Neither of these examples fit the "value" definition. But they do fit well into a "portfolio" model.
Of course, just as determining the business value of each requirement isn't an exact science, neither is defining a projected investment return. Even if we ignore all the factors that impact whether returns materialize or not (largely what happens after the requirement is in production), the cost basis is imprecise. We have precise pricing on liquid financial instruments such as options. We don't have precise pricing in IT. The reason goes back to the basic definition of software development: the act of converting capital into intangible assets by way of human effort. That "human effort" will be highly variable, dependent on skills, experience, domain complexity, domain familiarity, technology, environment, etc. But this isn't the point. The point isn't to be precise in our measurement to strain every ounce of productivity from the effort. We've tried that in IT with industrialization, and it's failed miserably. The point is to provide better directional guidance that maximize returns on the capital, to place very well informed bets and protect the returns.

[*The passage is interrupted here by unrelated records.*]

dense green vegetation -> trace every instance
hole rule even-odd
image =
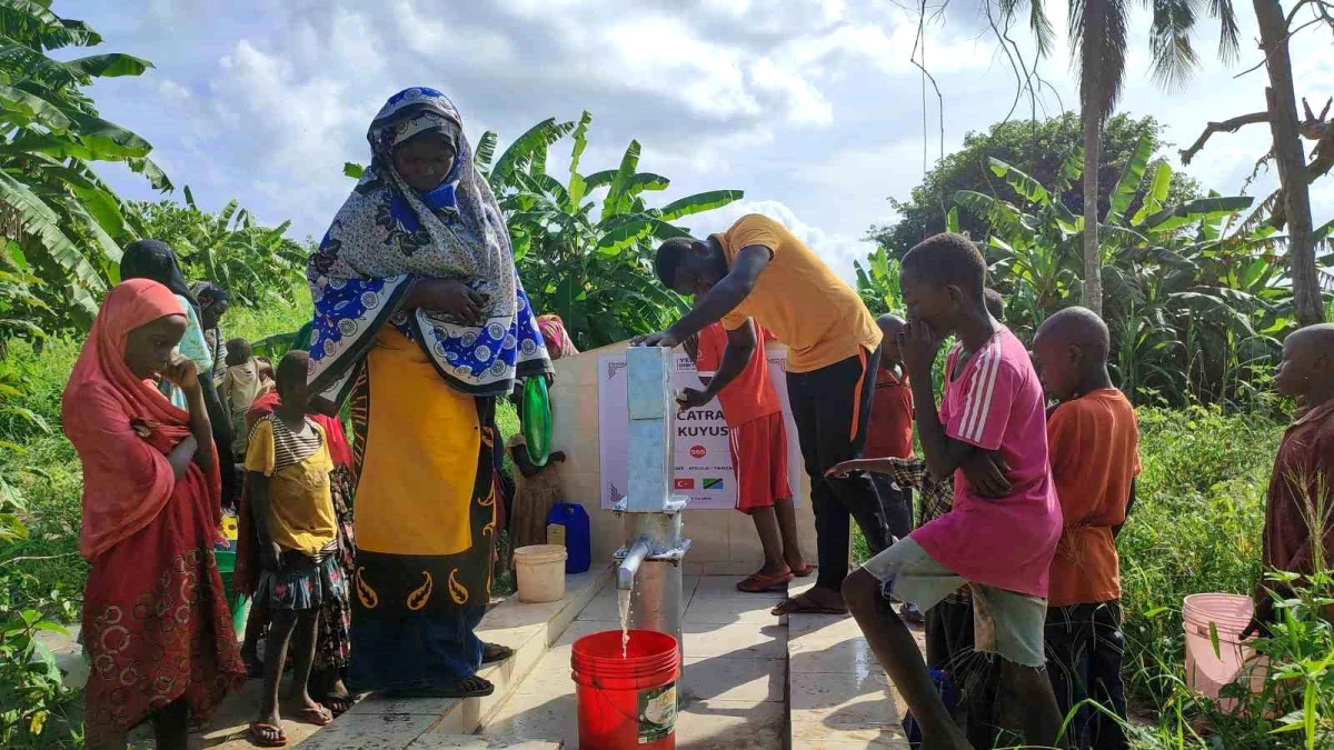
[[[1157,152],[1167,144],[1162,140],[1163,127],[1153,117],[1131,117],[1121,113],[1107,119],[1102,132],[1102,148],[1098,161],[1099,214],[1110,206],[1109,196],[1121,180],[1121,165],[1149,139]],[[1007,120],[991,125],[984,132],[970,132],[963,136],[963,147],[947,153],[912,188],[907,200],[890,198],[890,207],[898,214],[892,224],[875,226],[867,232],[867,239],[886,248],[891,258],[902,258],[914,244],[928,235],[940,231],[946,214],[954,206],[954,195],[962,190],[1005,199],[1010,195],[1005,181],[998,179],[988,167],[990,159],[1014,164],[1038,180],[1038,184],[1054,184],[1063,176],[1066,157],[1081,149],[1083,133],[1079,115],[1066,112],[1059,117],[1046,120]],[[1155,157],[1151,169],[1162,157]],[[1146,177],[1147,180],[1149,177]],[[1137,185],[1137,187],[1147,187]],[[1173,204],[1199,198],[1199,183],[1183,173],[1174,173],[1169,183],[1167,200]],[[1074,215],[1083,214],[1083,194],[1067,190],[1059,200]],[[1133,204],[1133,210],[1139,207]],[[959,216],[959,230],[974,238],[987,235],[990,222],[984,215],[964,214]]]
[[[1009,7],[1021,7],[1010,3]],[[1034,3],[1034,7],[1038,4]],[[37,639],[79,617],[85,563],[77,555],[81,474],[59,434],[60,394],[97,299],[117,280],[120,248],[155,236],[179,251],[192,280],[236,302],[228,335],[299,344],[309,320],[303,267],[309,243],[288,224],[257,226],[235,202],[127,203],[95,172],[120,161],[171,190],[137,135],[107,123],[81,87],[137,76],[125,55],[57,61],[52,49],[95,47],[100,36],[45,3],[0,0],[0,746],[79,745],[77,694],[60,685]],[[64,56],[64,55],[63,55]],[[668,188],[639,171],[631,141],[619,164],[583,172],[592,117],[543,120],[499,151],[478,143],[479,167],[508,219],[535,307],[564,318],[582,348],[659,330],[686,310],[652,274],[658,242],[688,232],[676,222],[727,206],[719,190],[652,206]],[[1315,617],[1334,593],[1313,577],[1283,603],[1274,637],[1257,647],[1273,673],[1239,713],[1191,695],[1183,683],[1182,598],[1249,593],[1261,575],[1259,534],[1269,464],[1282,432],[1270,387],[1282,338],[1294,327],[1285,236],[1271,207],[1205,194],[1158,156],[1161,125],[1118,115],[1099,132],[1097,247],[1118,384],[1139,406],[1143,476],[1121,536],[1127,681],[1139,747],[1334,746],[1334,635]],[[570,161],[547,173],[551,147]],[[499,151],[499,152],[498,152]],[[898,298],[896,258],[922,236],[967,231],[991,263],[1006,320],[1031,335],[1085,287],[1083,124],[1075,115],[1007,121],[972,133],[932,169],[899,222],[872,230],[880,250],[858,264],[875,312]],[[358,167],[348,164],[355,176]],[[1330,223],[1318,256],[1334,264]],[[514,430],[512,414],[504,430]],[[1266,718],[1267,717],[1267,718]]]

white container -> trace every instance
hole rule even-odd
[[[519,577],[519,601],[526,605],[559,602],[566,598],[566,558],[560,544],[532,544],[514,551]]]

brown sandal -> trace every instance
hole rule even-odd
[[[283,727],[267,722],[251,722],[249,737],[251,742],[260,747],[287,747],[287,733]]]

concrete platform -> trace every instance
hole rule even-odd
[[[289,746],[309,750],[555,750],[578,747],[572,643],[620,627],[611,571],[567,578],[551,605],[511,599],[487,613],[479,634],[516,650],[482,670],[496,693],[482,699],[390,701],[370,697],[324,729],[284,722]],[[686,670],[678,686],[676,745],[682,749],[908,747],[903,702],[850,617],[774,617],[782,593],[742,594],[736,577],[684,579]],[[799,593],[812,582],[799,582]],[[915,631],[919,646],[920,631]],[[51,646],[69,678],[81,658],[69,638]],[[260,682],[223,703],[191,747],[253,747],[245,729]],[[133,747],[152,747],[135,733]]]
[[[794,594],[812,582],[792,586]],[[920,629],[914,629],[924,649]],[[903,699],[851,617],[788,615],[791,750],[908,750]]]
[[[683,585],[686,671],[679,683],[676,747],[780,749],[787,741],[787,627],[770,614],[783,594],[742,594],[738,578]],[[492,741],[546,739],[578,746],[570,649],[620,627],[608,587],[576,618],[532,675],[482,729]]]

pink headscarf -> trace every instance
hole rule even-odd
[[[538,331],[542,332],[542,340],[547,343],[547,355],[552,360],[579,354],[566,331],[566,322],[559,315],[539,315]]]
[[[92,560],[152,523],[176,488],[167,454],[189,435],[189,414],[129,371],[125,340],[140,326],[184,314],[171,290],[157,282],[125,282],[107,295],[75,362],[60,420],[84,468],[79,536],[84,559]],[[220,514],[213,463],[205,486]]]

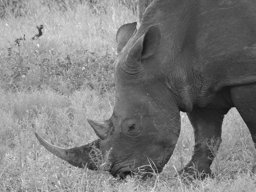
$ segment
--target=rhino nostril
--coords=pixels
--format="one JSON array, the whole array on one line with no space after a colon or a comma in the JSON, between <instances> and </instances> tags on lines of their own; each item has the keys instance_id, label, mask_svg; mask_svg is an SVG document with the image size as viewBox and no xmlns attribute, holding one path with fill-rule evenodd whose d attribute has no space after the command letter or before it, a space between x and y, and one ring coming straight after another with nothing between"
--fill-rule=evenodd
<instances>
[{"instance_id":1,"label":"rhino nostril","mask_svg":"<svg viewBox=\"0 0 256 192\"><path fill-rule=\"evenodd\" d=\"M124 179L128 175L129 175L131 174L130 171L124 171L121 172L119 173L119 176L120 178L122 179Z\"/></svg>"}]
</instances>

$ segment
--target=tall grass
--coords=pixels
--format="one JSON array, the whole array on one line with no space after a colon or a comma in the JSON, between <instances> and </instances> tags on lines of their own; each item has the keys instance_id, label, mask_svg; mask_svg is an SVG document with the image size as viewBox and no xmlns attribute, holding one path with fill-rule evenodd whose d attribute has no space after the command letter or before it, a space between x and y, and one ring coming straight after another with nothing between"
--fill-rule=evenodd
<instances>
[{"instance_id":1,"label":"tall grass","mask_svg":"<svg viewBox=\"0 0 256 192\"><path fill-rule=\"evenodd\" d=\"M117 0L0 3L5 13L0 20L0 191L255 191L255 150L234 109L224 119L214 178L204 180L173 177L193 154L193 129L183 113L173 155L162 173L146 181L79 169L52 155L34 131L54 144L72 147L96 138L86 119L110 116L115 34L122 25L138 21L137 14ZM39 24L43 36L32 41ZM24 34L26 40L16 44Z\"/></svg>"}]
</instances>

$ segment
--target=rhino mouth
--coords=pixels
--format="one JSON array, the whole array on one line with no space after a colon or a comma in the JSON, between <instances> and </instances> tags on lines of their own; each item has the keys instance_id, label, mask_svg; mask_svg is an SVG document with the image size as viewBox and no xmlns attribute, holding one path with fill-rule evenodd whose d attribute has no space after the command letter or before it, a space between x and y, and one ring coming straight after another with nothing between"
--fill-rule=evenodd
<instances>
[{"instance_id":1,"label":"rhino mouth","mask_svg":"<svg viewBox=\"0 0 256 192\"><path fill-rule=\"evenodd\" d=\"M119 176L121 179L124 179L128 176L136 176L139 179L146 180L148 178L151 178L162 172L162 168L153 168L151 165L141 166L136 168L132 168L127 166L120 169L116 173L113 174L114 177Z\"/></svg>"}]
</instances>

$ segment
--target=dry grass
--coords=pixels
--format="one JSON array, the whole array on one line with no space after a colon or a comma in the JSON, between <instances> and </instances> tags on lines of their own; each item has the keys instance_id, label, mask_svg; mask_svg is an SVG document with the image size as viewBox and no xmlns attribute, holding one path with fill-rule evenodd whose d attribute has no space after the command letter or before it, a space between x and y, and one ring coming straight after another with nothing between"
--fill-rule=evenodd
<instances>
[{"instance_id":1,"label":"dry grass","mask_svg":"<svg viewBox=\"0 0 256 192\"><path fill-rule=\"evenodd\" d=\"M76 8L67 6L64 11L56 5L50 8L38 6L40 2L28 0L25 3L31 8L27 15L15 18L11 14L0 20L0 191L255 191L256 176L251 172L255 150L246 126L234 109L224 119L222 142L212 166L214 177L203 181L188 182L173 177L193 153L193 130L183 113L181 133L173 155L162 173L155 173L146 181L135 177L120 180L107 172L79 169L47 151L37 140L34 131L64 148L96 138L86 119L108 118L114 104L114 89L107 85L102 90L97 86L113 80L110 66L115 56L117 29L137 19L114 1L102 1L96 11L87 4L74 4ZM40 24L44 26L43 36L31 40ZM15 45L15 39L24 34L27 40ZM78 72L64 70L62 71L66 73L58 76L48 76L49 71L43 71L42 76L40 64L44 60L55 67L56 63L67 63L67 55L72 64L69 71L91 66L92 71L86 73L90 76L79 79ZM15 82L10 76L14 73L12 64L30 69ZM67 77L88 83L75 88ZM12 84L15 86L10 85Z\"/></svg>"}]
</instances>

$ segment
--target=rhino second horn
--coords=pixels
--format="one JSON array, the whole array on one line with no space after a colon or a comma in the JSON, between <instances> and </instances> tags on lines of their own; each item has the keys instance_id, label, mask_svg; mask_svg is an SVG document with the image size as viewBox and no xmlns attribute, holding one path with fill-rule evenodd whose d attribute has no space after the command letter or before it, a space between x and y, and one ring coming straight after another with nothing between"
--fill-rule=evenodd
<instances>
[{"instance_id":1,"label":"rhino second horn","mask_svg":"<svg viewBox=\"0 0 256 192\"><path fill-rule=\"evenodd\" d=\"M110 120L93 121L87 119L87 121L100 139L103 140L106 139L111 133L112 126Z\"/></svg>"},{"instance_id":2,"label":"rhino second horn","mask_svg":"<svg viewBox=\"0 0 256 192\"><path fill-rule=\"evenodd\" d=\"M92 161L89 154L93 151L92 146L94 146L99 149L99 139L80 147L63 149L49 143L36 132L35 134L40 143L47 150L71 165L80 168L84 168L86 166L86 167L91 170L97 169Z\"/></svg>"}]
</instances>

It's also worth pointing out that going in pursuit of Black Swans isn't license to pursue every boondoggle. Writing the all singing, all dancing login component in this iteration because "we may need the functionality someday" has to withstand the scrutiny of a reasonable probability of providing an outsized return relative to the cost of investment. Clearly, most technology boondoggles won't pass that test. And all our potential boondoggles are still competing for scarce investment capital. If the case is there, and it seems a prudent investment, it'll be justified. If anything, a portfolio approach will make clearer what it is people are willing - and not willing - to invest in.
Because it gives multi-dimensional treatment to the economic value of what we do, "portfolio" is a better conceptual fit for requirements than "value." This helps us to frame better why we do things, and why we don't do things, in the terms that matter most. We'll still make bad investment decisions: portfolio managers make them all the time. We'll still do things that go unexercised. But we're more likely to recognize exposure (are you deploying things without protecting against downside risk?) and more likely to capitalize on outsized opportunities (so what happens if transaction volume is off the charts from day one?) It's still up to us to make sound decisions, but a portfolio approach enables us to make better informed decisions that compensate for risk and capitalize on the things that aren't always clear to us today.